OPEC cuts 2016 oil demand growth forecast

The Organization of the Petroleum Exporting Countries (OPEC) has cut its forecast for global oil demand growth in 2016 and warned of further reductions citing concern about Latin America and China, pointing to a larger supply surplus this year.

World demand will grow by 1.20 million barrels per day (bpd) in 2016, OPEC said in its monthly report, 50,000 bpd less than expected previously.

It also cited the impact of warmer weather and the removal of fuel subsidies in some countries.

“Economic developments in Latin America and China are of concern,” OPEC said. “Current negative factors seem to outweigh positive ones and possibly imply downward revisions in oildemand growth, should existing signs persist going forward.”

OPEC’s view contrasts with that of the US Energy Information Administration, which raised its demand forecast slightly.

OPEC’s refusal to cut output in late 2014 helped accelerate a drop in prices, which is slowing the development of relatively expensive rival supply sources such as US shale oil and other projects worldwide.

In its report, OPEC said it expected supply from outside the group to fall by 730,000 bpd this year, more than the 700,000-bpd drop expected previously.
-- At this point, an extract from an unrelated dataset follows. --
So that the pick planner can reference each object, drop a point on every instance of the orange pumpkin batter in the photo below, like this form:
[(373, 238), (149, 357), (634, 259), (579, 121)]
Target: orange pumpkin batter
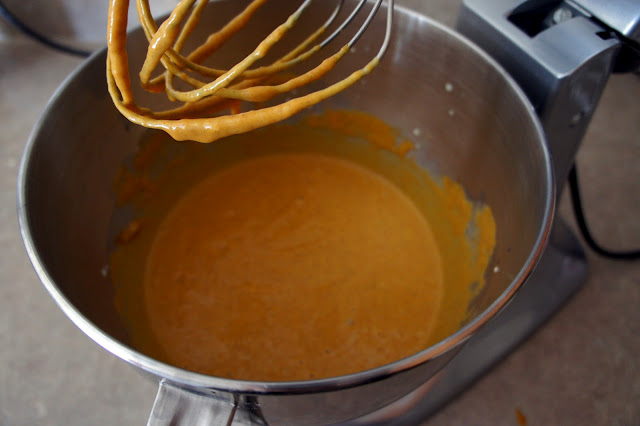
[(296, 252)]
But it reiterated that producer efforts to maintain output were making the forecast uncertain.

Despite the slightly larger non-OPEC decline expected, OPEC projects demand for its crude will average 31.46 million bpd in 2016, down 60,000 bpd from last month’s forecast.

The 13-member group pumped 32.25 million bpd in March, the report said citing secondary sources, up 15,000 bpd from February.

Saudi Arabia told OPEC it kept output in March steady at 10.22 million bpd. Riyadh in February struck a preliminary deal with fellow OPEC members Venezuela and Qatar, plus non-OPEC Russia, to freeze output.

Iran, which wants to regain market share after the lifting of Western sanctions on Tehran rather than freeze output, told OPEC it raised output by a minor 15,000 bpd to 3.40 million bpd.

The report points to a 790,000-bpd excess supply in 2016 if the group keeps pumping at March’s rate, up from 760,000 bpd implied in last month’s report.